A história que mais gostei foi a terceira: Uma Vida Menos Vazia. Nela, temos uma hacker que, assim como Neo, teve a oportunidade de escolher entre continuar vivendo na realidade programada da Matrix (a pílula azul) ou acordar e enxergar o que há por trás de tudo isso (a pilula vermelha), porém ela acaba optando por uma escolha que se arrependeria pelo resto da vida. É uma história mais “simples”, se comparada as demais, mas nos mostra um outro lado da Matrix. Se tudo isso fosse verdade, você preferiria continuar protegido nesse mundo ou acordar e enfrentar os perigos do mundo real ? Sem contar que sou fan da arte peculiar de Ted McKeever (O Extremista), que é excelente.
Analisando a edição nacional, não há o que reclamar: capa dura, papel de qualidade, boa introdução e uma mini-biografia de todos os desenhistas e roteiristas envolvidos, em suma, está excelente. Interessante notar nas obras literárias citadas no decorrer das histórias, muitas vezes escondidas, como Moby Dick, Dom Quixote e Guerra de Troia. Concluindo, super recomendada para fans da trilogia Matrix, de histórias cyberpunks e de animes como Cowboy Bebop e Ergo Proxy. Porém, para os “não-fans”, pode ser um pé no saco. Ou não.
Fil Felix é autor, ilustrador e psicanalista. A Central dos Sonhos é seu universo particular, por onde aborda questões como memórias, desejos e infância. Fã de HQs, escreve seus comentários sobre quadrinhos desde 2011, totalizando mais de 600 reviews. Já escreveu sobre arte para diversos blogs como Os Imaginários e a coluna Asas da editora Caligo. Ilustrou os livros infantis Zumi Barreshti (2021, Palco das Letras) e Meu Avô Que Me Ensinou (Ases da Literatura), entre outras publicações.
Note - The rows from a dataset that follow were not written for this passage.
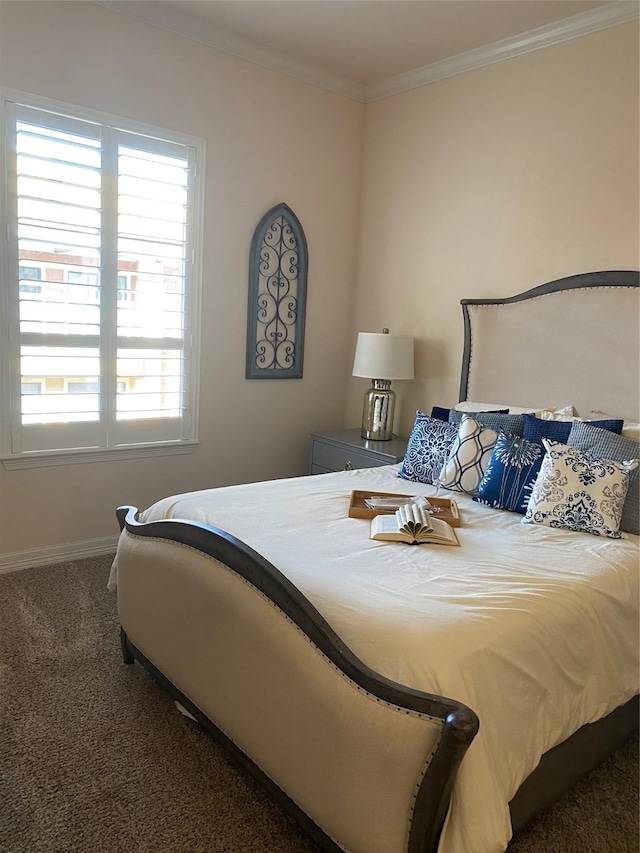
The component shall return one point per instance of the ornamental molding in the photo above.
(585, 23)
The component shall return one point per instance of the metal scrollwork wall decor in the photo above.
(277, 297)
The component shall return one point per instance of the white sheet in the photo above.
(535, 629)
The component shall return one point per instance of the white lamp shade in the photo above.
(382, 356)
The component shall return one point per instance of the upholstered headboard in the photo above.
(575, 340)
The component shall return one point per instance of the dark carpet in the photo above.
(95, 758)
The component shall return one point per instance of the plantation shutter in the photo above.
(101, 265)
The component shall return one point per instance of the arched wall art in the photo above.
(277, 297)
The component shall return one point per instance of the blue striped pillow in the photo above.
(512, 471)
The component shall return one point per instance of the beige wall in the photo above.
(487, 184)
(270, 138)
(480, 185)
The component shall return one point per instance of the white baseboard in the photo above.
(58, 554)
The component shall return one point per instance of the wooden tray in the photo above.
(358, 509)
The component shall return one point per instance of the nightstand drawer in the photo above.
(334, 458)
(344, 449)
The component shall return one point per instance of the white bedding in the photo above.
(535, 629)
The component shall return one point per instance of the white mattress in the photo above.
(535, 629)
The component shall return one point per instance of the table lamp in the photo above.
(384, 357)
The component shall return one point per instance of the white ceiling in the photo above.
(366, 43)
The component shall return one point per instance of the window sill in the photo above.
(47, 459)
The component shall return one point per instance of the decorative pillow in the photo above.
(577, 492)
(497, 421)
(535, 429)
(469, 456)
(440, 413)
(472, 408)
(427, 449)
(602, 444)
(512, 471)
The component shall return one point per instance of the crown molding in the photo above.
(603, 17)
(154, 13)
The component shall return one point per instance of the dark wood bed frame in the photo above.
(559, 768)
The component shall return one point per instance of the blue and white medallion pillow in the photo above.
(469, 457)
(427, 449)
(577, 492)
(513, 469)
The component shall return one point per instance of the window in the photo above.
(105, 216)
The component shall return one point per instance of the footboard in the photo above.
(366, 764)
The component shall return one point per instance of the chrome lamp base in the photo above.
(377, 411)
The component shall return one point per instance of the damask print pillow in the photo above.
(512, 471)
(577, 492)
(427, 449)
(602, 444)
(469, 457)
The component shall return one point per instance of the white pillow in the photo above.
(469, 456)
(576, 492)
(466, 406)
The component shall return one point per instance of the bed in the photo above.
(408, 699)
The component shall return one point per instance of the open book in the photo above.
(412, 524)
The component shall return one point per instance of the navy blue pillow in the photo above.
(535, 429)
(511, 473)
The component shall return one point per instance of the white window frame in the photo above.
(11, 454)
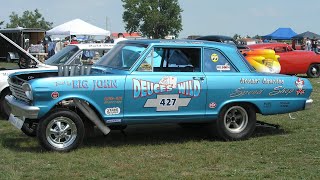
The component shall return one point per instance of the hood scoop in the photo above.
(74, 70)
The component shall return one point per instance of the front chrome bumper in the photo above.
(308, 104)
(20, 109)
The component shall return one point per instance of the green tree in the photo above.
(29, 19)
(1, 23)
(156, 18)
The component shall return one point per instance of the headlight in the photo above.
(28, 90)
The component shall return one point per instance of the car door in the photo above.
(222, 80)
(167, 86)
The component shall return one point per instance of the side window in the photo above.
(172, 60)
(90, 56)
(280, 49)
(214, 61)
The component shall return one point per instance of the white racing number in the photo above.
(168, 102)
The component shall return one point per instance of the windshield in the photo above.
(62, 56)
(122, 56)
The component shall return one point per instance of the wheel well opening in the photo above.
(256, 109)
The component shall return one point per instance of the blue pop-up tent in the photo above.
(281, 34)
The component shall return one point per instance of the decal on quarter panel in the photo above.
(170, 102)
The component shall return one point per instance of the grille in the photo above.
(16, 88)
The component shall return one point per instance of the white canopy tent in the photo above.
(77, 27)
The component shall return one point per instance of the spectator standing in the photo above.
(294, 44)
(308, 44)
(74, 40)
(108, 40)
(314, 45)
(120, 38)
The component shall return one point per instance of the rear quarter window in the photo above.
(215, 61)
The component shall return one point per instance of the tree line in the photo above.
(153, 19)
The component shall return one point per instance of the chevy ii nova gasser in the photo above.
(153, 81)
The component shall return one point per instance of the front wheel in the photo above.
(62, 130)
(236, 122)
(29, 129)
(313, 71)
(4, 107)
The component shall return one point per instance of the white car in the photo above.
(73, 54)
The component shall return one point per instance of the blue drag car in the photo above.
(152, 81)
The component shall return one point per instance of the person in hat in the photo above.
(74, 40)
(120, 38)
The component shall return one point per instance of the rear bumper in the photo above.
(308, 104)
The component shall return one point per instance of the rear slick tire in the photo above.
(236, 122)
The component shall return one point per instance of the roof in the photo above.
(215, 37)
(184, 42)
(94, 45)
(281, 34)
(134, 34)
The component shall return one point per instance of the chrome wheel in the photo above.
(61, 132)
(313, 71)
(235, 119)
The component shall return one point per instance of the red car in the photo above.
(293, 61)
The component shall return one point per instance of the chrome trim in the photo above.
(21, 109)
(308, 104)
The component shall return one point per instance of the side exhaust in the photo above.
(85, 108)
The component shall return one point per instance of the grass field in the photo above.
(171, 152)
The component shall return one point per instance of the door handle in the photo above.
(198, 78)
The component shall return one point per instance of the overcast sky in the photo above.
(199, 17)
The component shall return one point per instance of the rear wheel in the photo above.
(9, 60)
(4, 107)
(313, 71)
(62, 130)
(236, 122)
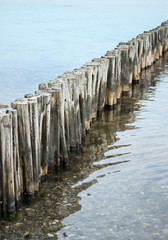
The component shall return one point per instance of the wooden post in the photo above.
(6, 164)
(124, 68)
(25, 145)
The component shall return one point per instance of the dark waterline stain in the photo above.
(114, 188)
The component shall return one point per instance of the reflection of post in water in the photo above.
(52, 123)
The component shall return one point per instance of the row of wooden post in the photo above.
(38, 132)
Não sabia que tinha essa galera de peso envolvida nesse trabalho. Como amante do mundo Matrix, vou ficar de olho nas promoções tb.
Abraço!
Sempre me indigna essa preocupação com os que não são fãs da série, se eu não conheço uma série, o meu pensamento racional deveria ser pegar o primeiro capitulo dela e a assistir em sequência, ao invés de exigir que um enredo fique mais “aberto” por eu estar com “preguiça” de pegar tudo do começo e querer ser incluído no que ta acontecendo. Por isso que muitas vezes, até filmes “menores” como os da ´serie Hellraiser, se desenvolvem menos, porque reduzem substancialmente o roteiro para tornar mais “acessível ao público que não conhece a história”, se eu fosse escritor ou diretor, pegaria uma briga ferrenha por isso, pois eu não cortaria boas partes da história para agradar esse público mais inculto.
Desculpa ae o desabafo Sr. Felix, quanto a HQ de Matrix, eu tenho ela em scan, mas nunca cheguei a ler, achei seu texto bem interessante, vou pesquisar por ela e mandar buscá-la em Dezembro ( Já que estourei meu orçamento com quase 300 reais em HQs em menos de dois meses ).
Força e Honra.
Obrigado pela leitura e comentário ^^. Essa HQ é muito interessante, pena que o Vol. 2 permanece inédito até hoje. Matrix é uma franquia muito intrincada e não dá colher de chá pra quem não conhece. Sobre o que você falou, as vezes nem é questão de deixar as coisas mais abertas ou fáceis de entendimento pro novo leitor, mas de como o autor manipula tudo isso. Neil Gaiman, por exemplo, conseguia criar ótimas histórias do Sandman que podiam serem lidas por qualquer um, independente de conhecer o início ou não.